Another way to retrieve user attributes is by using the ldapsearch tool. You can use this method for Active Directory as well as OpenLDAP, and it’s extremely useful to test the connectivity with the LDAP endpoint.

The following is an example with Active Directory (OpenLDAP is similar).

The LDAP endpoint should be resolvable and reachable by Amazon Elastic Compute Cloud (Amazon EC2) EMR cluster instances via TCP on port 636. It’s suggested to run the test from an Amazon Linux 2 EC2 instance belonging to the same subnet as the EMR cluster and having the same EMR security group associated as the EMR cluster instances.

After you launch an EC2 instance, install the nc tool and test the DNS resolution and connectivity. Assuming that DC1.awsemr.com is the DNS name for the LDAP endpoint, run the following commands:

sudo yum install nc
nc -vz DC1.awsemr.com 636

If the DNS resolution isn’t working properly, you should receive an error like the following:

Ncat: Version 7.50 ( https://nmap.org/ncat )
Ncat: Could not resolve hostname "DC1.awsemr.com": Name or service not known. QUITTING.

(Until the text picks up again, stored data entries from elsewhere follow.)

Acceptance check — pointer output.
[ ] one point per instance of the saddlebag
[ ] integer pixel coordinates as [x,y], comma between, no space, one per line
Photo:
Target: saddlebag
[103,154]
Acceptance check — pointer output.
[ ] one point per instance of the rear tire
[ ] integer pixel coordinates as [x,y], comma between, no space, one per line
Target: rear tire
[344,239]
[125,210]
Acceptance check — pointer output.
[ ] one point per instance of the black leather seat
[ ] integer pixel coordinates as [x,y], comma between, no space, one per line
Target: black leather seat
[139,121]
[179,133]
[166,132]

If the endpoint is not reachable, you should receive an error like the following:

Ncat: Version 7.50 ( https://nmap.org/ncat )
Ncat: Connection timed out.

In either of these cases, the networking and DNS team should be involved in order to troubleshot and solve the issues.

In case of success, the output should look like the following:

Ncat: Version 7.50 ( https://nmap.org/ncat )
Ncat: Connected to 10.0.1.235:636.
Ncat: 0 bytes sent, 0 bytes received in 0.01 seconds.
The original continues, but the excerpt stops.